インバウンドの問題
  • これからのインバウンドに必要な考え方

    観光客の目が厳しくなった今、どう取り組むべきか?

    Frontier編集部

  • APR 04 2019

数年前から来日観光客が急激に増え、東京・京都や奈良などの“ザ・観光地”が外国人で溢れていました。当時の観光客にとってすべてが珍しく、観光業は最低限の商品やサービスでも十分な売り上げを確保できました。しかし、今では観光客一人当たりの消費額が伸び悩み、2017年と比べマイナスに転換しています。なぜでしょうか?

まずは下記の動画を見てください。昔と今の体操(オリンピック)を比較した映像です。

昔はぶら下がっているだけでメダル取れましたが、その程度では今の予選にも参加できません。インバウンド取り込みでも同じことが言えます。2017年までは表面的・形式的な内容でもウケたが、今はもう通用しません。観光客の目が厳しくなり、より濃い体験を求めています。

これからもインバウンド需要を取り込むためには、2つのポイントを押さえる必要があります。一つ目は高い付加価値を提供することです。“消費”だけで客を裁いていくのではなく、“ここでしか得られない特別な体験”を提供できるよう、商品やサービスを進化させる努力が必要です。

40%の外国人が多言語表示の分かりにくさに不便を感じています
外国人旅行者と国内の多言語化に関するアンケート(観光庁、2017年)

二つ目のポイントは商品やサービスを正確に伝えることです。観光庁が2017年に行ったアンケートによると、40%弱の観光客が多言語表示の分かりにくさ、コミュニケーションの取りにくさが壁になっていると答えています。

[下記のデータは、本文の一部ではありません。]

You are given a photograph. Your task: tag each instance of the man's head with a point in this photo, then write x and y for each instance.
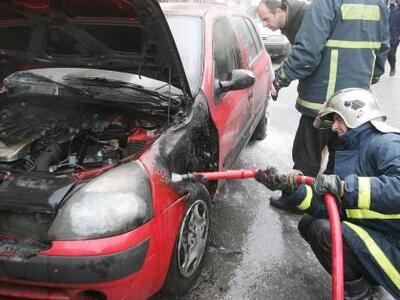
(348, 108)
(273, 13)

宿泊施設のホームページを例に取ると、日本語版はキレイな作りで細かい情報が記載されていますが、英語版(あればの話ですが)は外部旅行サイトか概要だけを載せた1ページのみです。文章は自動翻訳に近い無味無臭なもので、サービスの良さが全く伝わりません。飲食店の場合はメニュー、他のサービスは利用方法に関する説明など、同様の問題が起きています。

日本の“おもてなし”の真価が問われています。上記の2つのポイントを意識して取り組めば、舌が肥えた観光客のニーズに応えることができます。